On the regulatory side, former FDA Commissioner Makary announced a shift to a single pivotal trial as the new default standard for drug approvals. This change is intended to compress timelines and reduce capital costs in a process that currently takes an average of seven years from development to market. The single-trial standard is expected to substantially reduce both costs and timelines, with a single pivotal study estimated to cost between $30 million and $150 million. The FDA has also introduced a "plausible mechanism" framework to expedite approvals for rare disease drugs. In June 2025, it went further still, halting clinical trials that would ship Americans' cells and biological materials to hostile countries, citing national security concerns.
Looking Ahead
The United States enters this competition with the world's deepest private capital markets, a mature regulatory framework, and a university research ecosystem that has underpinned nearly every major biomedical breakthrough of the past half-century.
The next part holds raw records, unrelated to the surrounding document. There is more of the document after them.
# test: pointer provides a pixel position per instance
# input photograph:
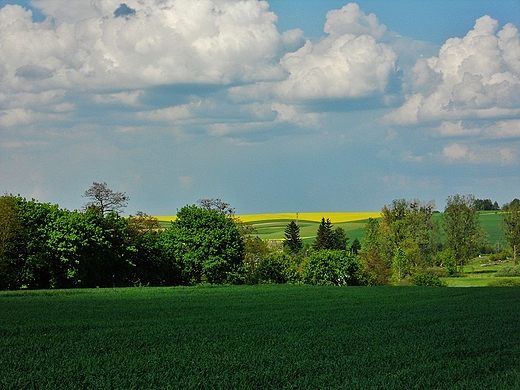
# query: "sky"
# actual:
(271, 106)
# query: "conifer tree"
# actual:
(324, 239)
(293, 240)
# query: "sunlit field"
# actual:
(272, 226)
(335, 217)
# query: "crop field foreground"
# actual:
(265, 336)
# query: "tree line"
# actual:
(45, 246)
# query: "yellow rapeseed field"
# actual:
(335, 216)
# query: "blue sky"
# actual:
(277, 106)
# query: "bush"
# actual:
(508, 271)
(502, 255)
(427, 279)
(277, 268)
(504, 283)
(332, 268)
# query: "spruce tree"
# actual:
(324, 238)
(293, 240)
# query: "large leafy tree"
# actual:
(292, 239)
(404, 241)
(10, 232)
(462, 231)
(209, 245)
(104, 199)
(512, 229)
(323, 235)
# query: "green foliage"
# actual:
(331, 267)
(404, 240)
(376, 271)
(293, 241)
(105, 200)
(462, 231)
(427, 279)
(512, 229)
(355, 247)
(208, 244)
(328, 237)
(486, 204)
(323, 235)
(447, 259)
(277, 267)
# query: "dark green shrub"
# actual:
(427, 279)
(277, 268)
(332, 267)
(504, 283)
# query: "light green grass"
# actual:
(260, 337)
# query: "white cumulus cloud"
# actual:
(160, 42)
(348, 63)
(475, 76)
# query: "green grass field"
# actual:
(256, 337)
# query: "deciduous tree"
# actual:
(209, 244)
(105, 200)
(462, 231)
(512, 229)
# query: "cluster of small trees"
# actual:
(44, 246)
(408, 242)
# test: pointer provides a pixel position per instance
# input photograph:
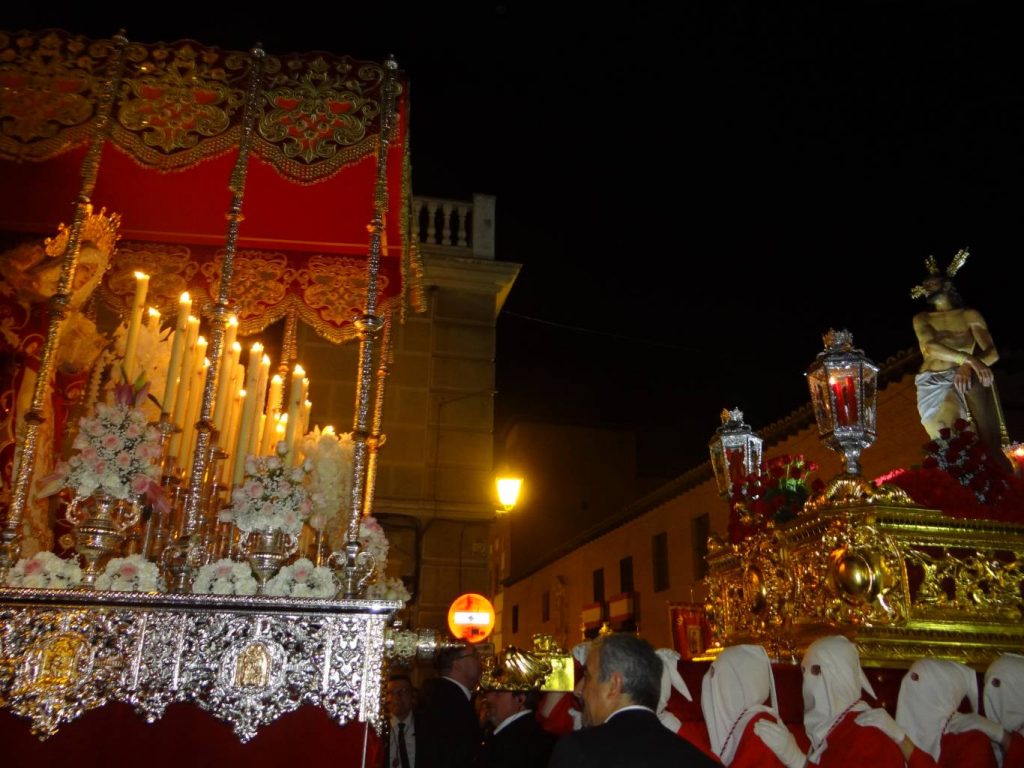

But those advantages are being tested at precisely the wrong moment. Over 3,500 FDA jobs have been eliminated, and the administration's 2026 budget proposes a further 37% cut to NIH funding. The consequences are already visible: at top-tier research centers including Johns Hopkins, Harvard Medical School, and Fred Hutchinson Cancer Center, labs have closed, jobs have been eliminated, and clinical trials have been paused. Given that nearly every drug approved between 2010 and 2019 stemmed in some way from NIH-funded research, cuts to basic science are not a trimming of bureaucratic fat — they are a direct tax on future innovation. China, meanwhile, is accelerating investment in basic research, clinical infrastructure, and regulatory capacity. The U.S. can still compete through smart regulatory reform, targeted industrial policy, and the strength of its private sector, but erecting trade barriers with one hand while dismantling the research infrastructure that justifies American leadership with the other is not a strategy for winning a biotech race.